Due Diligence
Ask a local: Catch up on our favorite Q&As with the city's creatives
One thing we can confidently say we're grateful for year-round: the millions of smart, thoughtful, creative New Yorkers with whom we're lucky enough to share this great city. For a little light pre-holiday reading (and if you just need some time away from potentially-contentious family discussions over the election or the football game), we've pulled 10 of our favorite Due Diligence Q&As from the past year, talking New York history, bad apartments, and more with comedians, writers, restaurateurs, and more of the people who make up the city's cultural fabric:
- Comedian Judy Gold on the joys of the Upper West Side, and why you shouldn't "look at your f----n phone when you're standing on the steps going into the subway station."
- Nom Wah Tea Parlor owner Wilson Tang dishes up recommendations for all the best restaurants around Chinatown and the Lower East Side.
- 'Bowery Boys' podcast co-host Greg Young tells us,"I’m not a total nostalgist. I love New York City history but in most regards I wouldn’t want to return to it."
- Author and Gays Against Guns organizer Tim Murphy on his nostalgia for 90s New York, and the importance of avoiding a Netflix and Seamless routine if you want to make the most of your time in the city.
- Apartment Therapy CEO Maxwell Ryan covets a classic loft space as a blank slate for transforming with decor.
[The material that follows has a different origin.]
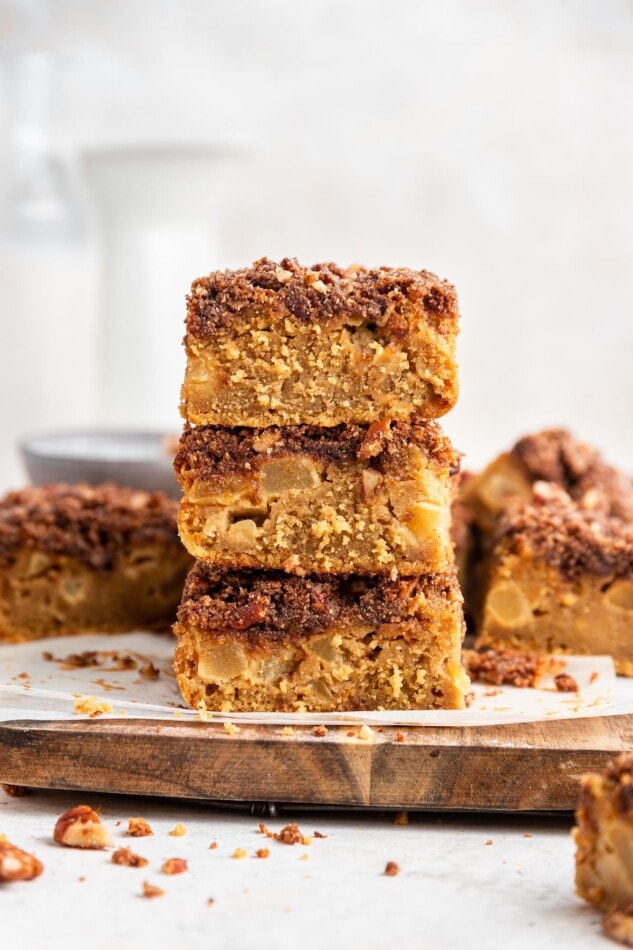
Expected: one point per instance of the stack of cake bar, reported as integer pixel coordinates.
(317, 491)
- Astoria-based comedian Christian Finnegan says, "gentrification is like salt—you add a little and it tastes great, so you add more and suddenly the whole meal is ruined."
- Writer Michael Musto heads home to Murray Hill when he's finished reporting on parties downtown, since it's "more of a nesting neighborhood than a nightlife destination."
- Orange is the New Black actress and lifelong Brooklynite Jessica Pimental resides in Red Hook now, but remembers when she "got to watch as Williamsburg went from the wild west to chic town."
- Preservationist Andrew Berman says New York's 24-hour delis and stores are a life-saver for the city's insomniacs.
- Author Steven Gaines says he found his first city apartment through a woman he picked up hitchhiking.